As I said in my last post, Touch of Pink Cosmetics denied many of the allegations put forth by Mary Kay Inc. in the lawsuit.
While some were run of the mill, there were several that were significant:
1. The Webers deny that their conduct in running Touch of Pink Cosmetics contituted, and continues to constitute “passing off.”
Mary Kay Inc. claims that Touch of Pink Cosmetics confused or deceived customers into thinking that they were affiliated with Mary Kay Inc. Basically, “passing off” is an unfair competition theory that says a defendant is representing themselves in a way that the consumer wrongly believes that they are dealing with the plaintiff’s company.
Mary Kay Inc. will have to prove that Touch of Pink represented their business in such a way that consumers may have thought they were purchasing products directly from Mary Kay Inc.
2. The Webers deny that their conduct infringes on the Mary Kay trademark and that these actions were willful.
They are denying that they used, without authorization, registered marks of Mary Kay and did so knowingly and deliberately. This trademark infringement allegation is a biggie and could have implications for others selling Mary Kay products on eBay and their own sites.

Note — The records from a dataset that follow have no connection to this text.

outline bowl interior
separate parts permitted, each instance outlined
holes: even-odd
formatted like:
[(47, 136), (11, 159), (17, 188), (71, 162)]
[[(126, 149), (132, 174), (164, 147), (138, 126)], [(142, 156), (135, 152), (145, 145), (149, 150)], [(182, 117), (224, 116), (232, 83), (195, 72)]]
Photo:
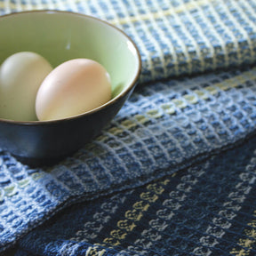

3. The Webers deny that their conduct constitutes unfair competition and trademark infringement under Texas law.
Another one to watch closely.
4. The Webers deny that they have willfully and knowingly subverted the Mary Kay direct sales model by improperly obtaining Mary Kay products by interfering with Mary Kay contracts (with the Consultants.)
By soliciting Consultants to sell inventory to them, Mary Kay Inc. claims that Touch of Pink Cosmetics has interfered with their sales structure.
So those are the biggies I’m going to watch. If Mary Kay Inc. can prove these allegations, it will not only make the Webers unhappy, but it will effect other Mary Kay inventory liquidators as well.